Literary Scotland on the independence vote
Salmond says Burns would vote Yes, but living writers are not all on the same page
JK Rowling: was recently attacked online following a blog posting where she compared extreme nationalists to Death Eaters, supporters of the evil Voldemort in her Harry Potter series. Photograph: Ian West/PA
Val McDermid: “I prefer what we’ve done north of the border – free prescriptions, no student tuition fees, social care for elderly people. So, with a degree of trepidation, I’m going to nail my colours to the mast of aspiration and vote ‘Yes’.” Photograph: Charlie Hopkinson
Scotland’s best known literary icon, the poet Robert Burns, would vote for independence in this week’s referendum, according to Alex Salmond, the nation’s First Minister. As the leader of the Yes campaign, Salmond is hardly impartial but he may well be right. Burns’s famous line that Scotland “was bought and sold for English gold” comes from his song about the union of the parliaments in 1707, with its suggestive title Such a Parcel of Rogues in a Nation.

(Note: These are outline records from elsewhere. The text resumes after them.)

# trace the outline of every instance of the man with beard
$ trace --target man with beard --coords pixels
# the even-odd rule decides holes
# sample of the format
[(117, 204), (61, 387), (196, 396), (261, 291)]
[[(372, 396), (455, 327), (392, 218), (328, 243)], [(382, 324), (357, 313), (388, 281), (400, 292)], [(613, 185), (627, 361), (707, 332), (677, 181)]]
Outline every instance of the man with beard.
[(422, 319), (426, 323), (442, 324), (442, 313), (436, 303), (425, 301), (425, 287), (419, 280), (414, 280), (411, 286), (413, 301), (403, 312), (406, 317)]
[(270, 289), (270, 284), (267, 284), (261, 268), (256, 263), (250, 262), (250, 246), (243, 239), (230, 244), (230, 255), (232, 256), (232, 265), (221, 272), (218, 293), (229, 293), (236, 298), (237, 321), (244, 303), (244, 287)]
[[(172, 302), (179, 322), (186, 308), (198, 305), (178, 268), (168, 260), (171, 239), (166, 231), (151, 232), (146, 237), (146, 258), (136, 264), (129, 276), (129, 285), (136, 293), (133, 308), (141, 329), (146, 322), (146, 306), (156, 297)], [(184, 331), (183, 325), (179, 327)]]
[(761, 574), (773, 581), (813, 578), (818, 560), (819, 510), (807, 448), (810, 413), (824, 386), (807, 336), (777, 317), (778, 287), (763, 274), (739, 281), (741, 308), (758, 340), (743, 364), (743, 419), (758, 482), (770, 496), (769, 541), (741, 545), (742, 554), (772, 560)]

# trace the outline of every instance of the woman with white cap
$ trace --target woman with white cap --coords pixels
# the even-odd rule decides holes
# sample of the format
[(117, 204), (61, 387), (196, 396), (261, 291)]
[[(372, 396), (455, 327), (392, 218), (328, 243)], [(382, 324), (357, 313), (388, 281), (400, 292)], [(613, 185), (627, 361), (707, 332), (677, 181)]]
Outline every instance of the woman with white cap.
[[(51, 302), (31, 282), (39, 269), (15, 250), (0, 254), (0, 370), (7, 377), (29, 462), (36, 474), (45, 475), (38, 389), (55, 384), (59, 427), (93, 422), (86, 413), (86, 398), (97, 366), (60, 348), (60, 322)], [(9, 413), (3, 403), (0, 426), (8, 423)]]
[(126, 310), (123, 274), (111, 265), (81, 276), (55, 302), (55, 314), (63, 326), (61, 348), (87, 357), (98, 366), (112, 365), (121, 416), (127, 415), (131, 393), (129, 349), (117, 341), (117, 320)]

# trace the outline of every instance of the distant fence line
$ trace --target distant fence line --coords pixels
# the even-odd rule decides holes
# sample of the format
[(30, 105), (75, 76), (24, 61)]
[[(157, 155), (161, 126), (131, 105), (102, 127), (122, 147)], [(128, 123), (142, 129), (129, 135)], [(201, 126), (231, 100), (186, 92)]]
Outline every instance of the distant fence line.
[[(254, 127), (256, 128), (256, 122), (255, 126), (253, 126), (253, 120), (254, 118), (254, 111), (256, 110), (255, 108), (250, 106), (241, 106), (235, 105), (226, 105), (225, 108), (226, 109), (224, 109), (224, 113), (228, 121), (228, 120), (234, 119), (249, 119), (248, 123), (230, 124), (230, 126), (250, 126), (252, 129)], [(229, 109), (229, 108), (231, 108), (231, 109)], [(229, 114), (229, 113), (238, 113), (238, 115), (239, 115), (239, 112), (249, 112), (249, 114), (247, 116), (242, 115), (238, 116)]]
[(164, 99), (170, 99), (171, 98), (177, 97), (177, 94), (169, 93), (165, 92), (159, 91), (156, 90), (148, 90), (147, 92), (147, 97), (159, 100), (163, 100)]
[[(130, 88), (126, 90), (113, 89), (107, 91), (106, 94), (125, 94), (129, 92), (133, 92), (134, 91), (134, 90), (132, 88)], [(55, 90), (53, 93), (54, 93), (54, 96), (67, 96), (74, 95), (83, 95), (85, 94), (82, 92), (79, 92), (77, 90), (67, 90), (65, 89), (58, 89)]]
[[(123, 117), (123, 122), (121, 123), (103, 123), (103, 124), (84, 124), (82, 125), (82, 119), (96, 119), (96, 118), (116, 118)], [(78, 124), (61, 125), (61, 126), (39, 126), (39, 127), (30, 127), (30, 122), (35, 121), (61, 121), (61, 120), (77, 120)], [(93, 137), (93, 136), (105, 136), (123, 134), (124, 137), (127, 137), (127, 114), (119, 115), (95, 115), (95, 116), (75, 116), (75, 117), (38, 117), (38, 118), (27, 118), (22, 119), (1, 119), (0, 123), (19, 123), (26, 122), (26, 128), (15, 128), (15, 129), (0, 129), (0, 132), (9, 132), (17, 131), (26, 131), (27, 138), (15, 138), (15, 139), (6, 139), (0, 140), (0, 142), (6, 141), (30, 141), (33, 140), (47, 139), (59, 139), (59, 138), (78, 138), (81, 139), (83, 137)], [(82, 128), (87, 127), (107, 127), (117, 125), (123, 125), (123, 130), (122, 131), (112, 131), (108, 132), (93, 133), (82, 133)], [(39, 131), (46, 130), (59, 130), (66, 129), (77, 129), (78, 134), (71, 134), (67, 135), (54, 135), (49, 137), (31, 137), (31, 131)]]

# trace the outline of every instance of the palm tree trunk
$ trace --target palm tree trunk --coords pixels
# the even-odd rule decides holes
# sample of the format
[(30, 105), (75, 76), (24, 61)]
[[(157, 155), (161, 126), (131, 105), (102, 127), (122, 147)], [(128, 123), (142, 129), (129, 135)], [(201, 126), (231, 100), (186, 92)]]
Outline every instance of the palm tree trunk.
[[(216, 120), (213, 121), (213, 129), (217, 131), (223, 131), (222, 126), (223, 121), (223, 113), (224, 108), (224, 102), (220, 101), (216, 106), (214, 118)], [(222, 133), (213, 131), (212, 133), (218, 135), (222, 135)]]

Dead literary greats don’t get a vote in the upcoming referendum, however, unlike the country’s living authors who have vocalised their support for either side at various stages throughout the campaign. Never one to shrink from an opinion, Irvine Welsh has used his Twitter profile to announce his support for the Yes side. Urging his followers to find information from websites as opposed to traditional media, the Trainspotting author tells younger fans to talk to their friends and ignore advice from anyone over the age of 25, which presumably includes himself.
The novelist and playwright Alan Bissett has also used Twitter to get his views across, tweeting that he thinks the Yes side deserves to win but “if we lose, we lose proudly and with no shame”.
Writing in the Guardian, the crime author Val McDermid says she was a “mibbe” for a long time, uncertain about issues such as currency, devo max and the Trident nuclear weapons programme. McDermid eventually based her Yes decision on the improvements Scotland has made for its people since receiving limited powers: “I prefer what we’ve done north of the border – free prescriptions, no student tuition fees, social care for elderly people. So, with a degree of trepidation, I’m going to nail my colours to the mast of aspiration and vote ‘Yes’.”
The No side counts high-profile literary figures such as JK Rowling among its supporters. The author donated £1 million in June to its Better Together campaign, fronted by her neighbour Alistair Darling. Rowling was recently attacked online following a blog posting where she compared extreme nationalists to Death Eaters, supporters of the evil Voldemort in her Harry Potter series.
Other writers have changed their mind as the referendum date draws closer. Having joined the Yes camp four months ago, the author Ewan Morrison recently switched sides because he felt the pro-independence campaign lacked a “revolutionary and inclusive debate”. In a posting on the Wake Up Scotland blog, the acclaimed author sets out his reasons: “I realised there was absolutely no debate within the Yes camp. The focus was instead on attacking the enemy and creating an impenetrable shell to protect the unquestionable entity.”
Morrison won the Scottish Book of the Year Fiction Prize for his novel Close Your Eyes last year. The author of six books, he is also an award-winning screenwriter who has been nominated for three Baftas. According to the Scotsman news site, reaction to his posting has been largely positive.
Born and living in London, the British author James Meek isn’t eligible to vote in the referendum but if he could, he would be pro-independence. Meek grew up in Dundee and says that self-determination as opposed to nationalism is at the root of his decision. In a recent article in the London Review of Books, he writes: “In the context of England’s hostility towards Europe, Scottish independence seems, like Ireland’s now, a choice to continue a Europe-wide struggle between social democrats and tax-dodging global capital from within a community of half a billion people.”
The broadcaster and writer Richard Holloway, a former bishop of Edinburgh, is also backing the Yes campaign, noting in the Guardian that he agrees with the priest in TS Eliot’s Murder in the Cathedral who saw “nothing quite conclusive in the art of temporal government”.
The acclaimed poet John Burnside and the novelist Alan Warner are both in favour of a Yes vote. The novelist and short story writer AL Kennedy regards the electorate’s enthusiasm for potential change as both “inspiring and depressing”. Harnessing that potential is what counts, according to Kennedy. Her compatriot Janice Galloway laments the “scaremongering” tactics of the No campaign: “Telling me I am doomed is not a case for union, it is a case against aspiration.”
With the majority of the Scottish literary elite backing the Yes campaign, the journalist and author Allan Massie advises caution on the Guardian’s website over the “general impression” that independence will benefit the arts.
Using Ireland as an unfortunate example, he says: “It’s possible that the achievement of independence might prove stimulating. Many believe it would. But it might not. We might mirror Ireland’s experience, where the exuberant creativity of the years of struggle for independence died away soon after the creation of the free state. Of course, an independent Scotland would not resemble De Valera’s Ireland; there would be no clerical dominance, no church-inspired censorship. Nevertheless, the battle won, it might prove a duller place.”